En el caso de Abya Yala, también queda trabajo. Desestimar a los Estados-nación como interlocutores supondrá identificar a las y los habitantes de Iberia como nadies con los que poder dialogar de forma liviana, sin la insoportable carga de la rabia y del dolor acumulado, desde una decolonización de esas relaciones que no será posible sin renunciar, de alguna manera, a las ciudadanías para recuperar así la humanidad.

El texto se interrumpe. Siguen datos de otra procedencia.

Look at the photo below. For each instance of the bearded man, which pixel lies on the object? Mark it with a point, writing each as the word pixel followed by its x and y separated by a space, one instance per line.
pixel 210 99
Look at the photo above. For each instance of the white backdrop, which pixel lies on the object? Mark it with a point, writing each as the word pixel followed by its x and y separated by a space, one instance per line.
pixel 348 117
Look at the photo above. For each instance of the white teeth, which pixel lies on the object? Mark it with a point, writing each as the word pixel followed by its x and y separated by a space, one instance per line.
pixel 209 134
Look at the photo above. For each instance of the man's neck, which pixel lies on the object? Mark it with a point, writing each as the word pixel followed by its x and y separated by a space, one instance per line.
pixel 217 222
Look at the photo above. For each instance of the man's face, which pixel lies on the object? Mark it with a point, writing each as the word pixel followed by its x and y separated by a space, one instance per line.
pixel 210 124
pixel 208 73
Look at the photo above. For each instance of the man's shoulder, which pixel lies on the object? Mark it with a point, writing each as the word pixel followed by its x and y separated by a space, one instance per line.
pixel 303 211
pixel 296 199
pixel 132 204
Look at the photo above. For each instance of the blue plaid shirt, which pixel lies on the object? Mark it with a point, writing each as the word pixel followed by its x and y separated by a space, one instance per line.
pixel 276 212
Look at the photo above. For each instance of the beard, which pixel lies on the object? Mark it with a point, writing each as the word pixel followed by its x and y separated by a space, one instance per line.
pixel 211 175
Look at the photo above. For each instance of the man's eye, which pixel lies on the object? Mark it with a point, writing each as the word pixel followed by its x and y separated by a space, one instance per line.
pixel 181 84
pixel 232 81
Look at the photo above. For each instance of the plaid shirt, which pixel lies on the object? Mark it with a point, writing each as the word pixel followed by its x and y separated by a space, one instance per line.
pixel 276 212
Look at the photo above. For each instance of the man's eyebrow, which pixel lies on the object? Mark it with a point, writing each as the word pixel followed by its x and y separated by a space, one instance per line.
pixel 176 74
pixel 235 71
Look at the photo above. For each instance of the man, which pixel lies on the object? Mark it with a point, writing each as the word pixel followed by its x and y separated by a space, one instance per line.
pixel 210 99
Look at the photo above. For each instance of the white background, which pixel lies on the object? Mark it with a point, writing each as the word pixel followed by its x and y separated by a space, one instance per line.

Puede parecer quimérico, telúrico, pero de nada nos sirve, como pueblos, seguir confundiendo a las personas con los Estados, al olvido con la inocencia, al porvenir con la amnesia. Conocemos las estructuras de jerarquización que se construyeron con la conquista (el racismo, la idea de Modernidad, el capitalismo industrial, la estructura de explotación humana…) y las que se reforzaron con el proyecto imperial (patriarcado, monoteísmo, guerrerismo, extractivismo…) pero a veces confundimos victimarios con víctimas, herederos con beneficiarios, culpa con responsabilidad. Tenemos tal superávit de diagnóstico que nos cuesta iniciar las terapias. Un 12 de octubre más es una oportunidad para de-re-construir desde abajo y desde las periferias, sin un ápice de esperanza en las estructuras de poder existentes y herederas de aquel proyecto imperial, sin perder un segundo, como escribiera Raúl Zibechi, en la “reforma” de un “campo de concentración” para el cuál sólo existe una opción: su demolición.